Nomonde emphasises that cellar workers will become valuable employees when they understand what they’re doing and why they’re doing it. While training helps, it’s often only the first step. “I know how many new products are out there that need to be tested. Why not ask cellar workers to run those trials and give feedback? Now that would be progressive learning!”

Like a traffic light

Instead of saying a wine’s colour is amber, I say it’s orange-brown – like the colour of a traffic light. Nomonde has adapted her wine vocabulary by replacing jargon with “kombuistaal” – a kind of wine fanakalo.

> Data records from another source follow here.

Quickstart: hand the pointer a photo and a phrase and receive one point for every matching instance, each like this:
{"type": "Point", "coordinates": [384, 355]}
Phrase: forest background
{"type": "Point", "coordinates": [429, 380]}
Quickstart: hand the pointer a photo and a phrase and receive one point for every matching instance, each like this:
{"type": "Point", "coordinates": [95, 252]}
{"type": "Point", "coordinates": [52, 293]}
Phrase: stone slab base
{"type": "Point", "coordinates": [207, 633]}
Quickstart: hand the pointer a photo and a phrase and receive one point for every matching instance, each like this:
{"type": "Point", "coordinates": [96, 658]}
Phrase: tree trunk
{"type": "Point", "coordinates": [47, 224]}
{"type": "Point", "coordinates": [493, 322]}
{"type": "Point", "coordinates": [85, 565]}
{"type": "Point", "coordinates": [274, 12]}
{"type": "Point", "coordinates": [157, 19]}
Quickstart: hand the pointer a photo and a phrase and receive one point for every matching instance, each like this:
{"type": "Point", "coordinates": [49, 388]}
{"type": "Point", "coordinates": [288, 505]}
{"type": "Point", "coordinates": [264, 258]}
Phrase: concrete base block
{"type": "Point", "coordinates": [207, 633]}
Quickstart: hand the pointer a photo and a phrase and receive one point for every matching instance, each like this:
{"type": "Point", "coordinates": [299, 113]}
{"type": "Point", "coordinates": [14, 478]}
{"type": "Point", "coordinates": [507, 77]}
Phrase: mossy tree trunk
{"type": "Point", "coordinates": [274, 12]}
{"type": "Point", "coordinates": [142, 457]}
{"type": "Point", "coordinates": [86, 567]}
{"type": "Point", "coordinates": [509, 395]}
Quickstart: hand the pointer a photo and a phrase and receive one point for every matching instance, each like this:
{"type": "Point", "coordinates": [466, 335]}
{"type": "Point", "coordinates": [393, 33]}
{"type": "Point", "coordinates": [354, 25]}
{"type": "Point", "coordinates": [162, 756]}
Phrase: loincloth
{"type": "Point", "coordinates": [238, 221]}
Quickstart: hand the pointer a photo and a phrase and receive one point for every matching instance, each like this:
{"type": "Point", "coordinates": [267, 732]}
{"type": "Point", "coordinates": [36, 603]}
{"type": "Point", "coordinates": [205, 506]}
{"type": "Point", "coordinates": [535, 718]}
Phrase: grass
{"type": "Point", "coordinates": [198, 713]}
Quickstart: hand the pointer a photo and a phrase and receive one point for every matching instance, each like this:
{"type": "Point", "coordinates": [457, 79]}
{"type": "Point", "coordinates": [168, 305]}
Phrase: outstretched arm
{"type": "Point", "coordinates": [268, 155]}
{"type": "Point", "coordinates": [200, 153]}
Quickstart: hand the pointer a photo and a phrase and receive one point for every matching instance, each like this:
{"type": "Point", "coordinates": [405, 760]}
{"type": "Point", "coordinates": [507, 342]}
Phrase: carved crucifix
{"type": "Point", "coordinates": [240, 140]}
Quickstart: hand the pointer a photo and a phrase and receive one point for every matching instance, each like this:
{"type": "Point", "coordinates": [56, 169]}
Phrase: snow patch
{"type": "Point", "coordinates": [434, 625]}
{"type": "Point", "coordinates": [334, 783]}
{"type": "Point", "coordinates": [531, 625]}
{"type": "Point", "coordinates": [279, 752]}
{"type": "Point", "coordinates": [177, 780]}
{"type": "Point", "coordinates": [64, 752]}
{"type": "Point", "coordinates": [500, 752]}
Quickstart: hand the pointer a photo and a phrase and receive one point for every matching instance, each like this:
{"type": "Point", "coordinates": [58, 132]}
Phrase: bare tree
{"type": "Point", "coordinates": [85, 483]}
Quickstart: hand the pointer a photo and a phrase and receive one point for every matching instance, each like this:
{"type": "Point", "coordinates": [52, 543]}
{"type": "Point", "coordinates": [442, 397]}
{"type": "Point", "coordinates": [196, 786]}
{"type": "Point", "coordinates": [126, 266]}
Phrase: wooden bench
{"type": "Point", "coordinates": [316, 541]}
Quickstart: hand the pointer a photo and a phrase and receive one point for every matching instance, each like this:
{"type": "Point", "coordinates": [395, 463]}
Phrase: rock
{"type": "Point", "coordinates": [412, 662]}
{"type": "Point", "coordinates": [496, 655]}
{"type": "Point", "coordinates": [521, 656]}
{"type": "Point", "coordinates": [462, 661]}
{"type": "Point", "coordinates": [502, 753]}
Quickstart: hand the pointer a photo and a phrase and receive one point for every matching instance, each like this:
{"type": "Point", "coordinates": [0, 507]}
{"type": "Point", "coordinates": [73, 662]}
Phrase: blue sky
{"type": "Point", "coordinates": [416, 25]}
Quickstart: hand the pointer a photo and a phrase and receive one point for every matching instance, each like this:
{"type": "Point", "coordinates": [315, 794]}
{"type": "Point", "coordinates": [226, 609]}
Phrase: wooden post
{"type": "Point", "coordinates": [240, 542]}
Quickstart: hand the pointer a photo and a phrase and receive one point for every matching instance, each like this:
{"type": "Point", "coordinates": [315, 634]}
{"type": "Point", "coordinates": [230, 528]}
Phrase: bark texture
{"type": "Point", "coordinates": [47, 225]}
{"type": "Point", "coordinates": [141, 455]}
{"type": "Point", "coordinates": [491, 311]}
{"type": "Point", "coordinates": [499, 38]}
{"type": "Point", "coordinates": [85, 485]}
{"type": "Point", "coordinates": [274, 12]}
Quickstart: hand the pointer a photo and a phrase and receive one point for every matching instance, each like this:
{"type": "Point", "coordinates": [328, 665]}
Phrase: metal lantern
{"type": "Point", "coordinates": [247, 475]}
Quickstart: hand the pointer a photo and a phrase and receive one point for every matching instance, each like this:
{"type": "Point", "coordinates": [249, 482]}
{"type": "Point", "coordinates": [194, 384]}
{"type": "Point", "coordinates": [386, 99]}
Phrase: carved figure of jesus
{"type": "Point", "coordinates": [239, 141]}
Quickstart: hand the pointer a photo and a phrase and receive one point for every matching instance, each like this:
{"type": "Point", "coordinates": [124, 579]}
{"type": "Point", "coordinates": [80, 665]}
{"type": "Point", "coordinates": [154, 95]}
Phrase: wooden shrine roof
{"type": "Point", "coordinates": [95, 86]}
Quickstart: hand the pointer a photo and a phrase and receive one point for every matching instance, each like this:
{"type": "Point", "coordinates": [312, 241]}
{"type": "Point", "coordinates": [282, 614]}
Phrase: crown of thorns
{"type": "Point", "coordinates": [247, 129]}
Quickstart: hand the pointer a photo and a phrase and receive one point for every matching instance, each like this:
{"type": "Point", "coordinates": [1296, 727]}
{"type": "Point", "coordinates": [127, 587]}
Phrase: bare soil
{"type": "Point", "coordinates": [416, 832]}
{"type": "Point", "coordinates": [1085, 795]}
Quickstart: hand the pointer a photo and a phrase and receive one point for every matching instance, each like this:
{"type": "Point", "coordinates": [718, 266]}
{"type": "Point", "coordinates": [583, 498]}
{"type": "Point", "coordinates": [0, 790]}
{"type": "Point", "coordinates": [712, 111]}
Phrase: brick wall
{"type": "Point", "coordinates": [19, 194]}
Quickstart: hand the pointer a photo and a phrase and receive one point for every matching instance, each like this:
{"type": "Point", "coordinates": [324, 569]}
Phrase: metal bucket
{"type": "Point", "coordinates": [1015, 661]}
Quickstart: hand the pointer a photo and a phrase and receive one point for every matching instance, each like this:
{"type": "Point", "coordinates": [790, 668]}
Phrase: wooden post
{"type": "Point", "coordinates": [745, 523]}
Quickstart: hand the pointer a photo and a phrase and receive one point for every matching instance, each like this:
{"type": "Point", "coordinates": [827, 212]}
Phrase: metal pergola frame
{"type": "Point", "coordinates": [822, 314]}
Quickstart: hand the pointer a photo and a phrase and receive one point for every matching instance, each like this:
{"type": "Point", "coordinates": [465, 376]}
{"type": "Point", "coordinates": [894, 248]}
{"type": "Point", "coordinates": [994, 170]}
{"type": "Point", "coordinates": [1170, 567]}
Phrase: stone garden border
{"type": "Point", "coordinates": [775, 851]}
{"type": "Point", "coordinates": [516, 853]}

“Herbaceous, astringency, cassis. What the hell is cassis? Where in my daily life do I come across cassis?” she asks. The language the wine industry uses doesn’t resonate with cellar workers and tasting becomes a daunting exercise. This challenge should be approached creatively. “Tannins taste like black tea – no milk, no sugar. Oak flavours are pretty straightforward, but there are some wine descriptors that cannot be translated. For example, raspberry and cinnamon become ‘irasbheri’ and ‘isinamon’.”

Bridging the language gap is important, because it boosts confidence. Nomonde preaches that training is crucial for worker confidence, which eventually also boosts performance. But she says cellar workers rarely speak freely. Some are illiterate and most have only basic education. The knowledge gap is wide, but worth bridging.

“If you know more, you feel better about yourself end then you become curious about your work. And that’s when the magic happens!” she says.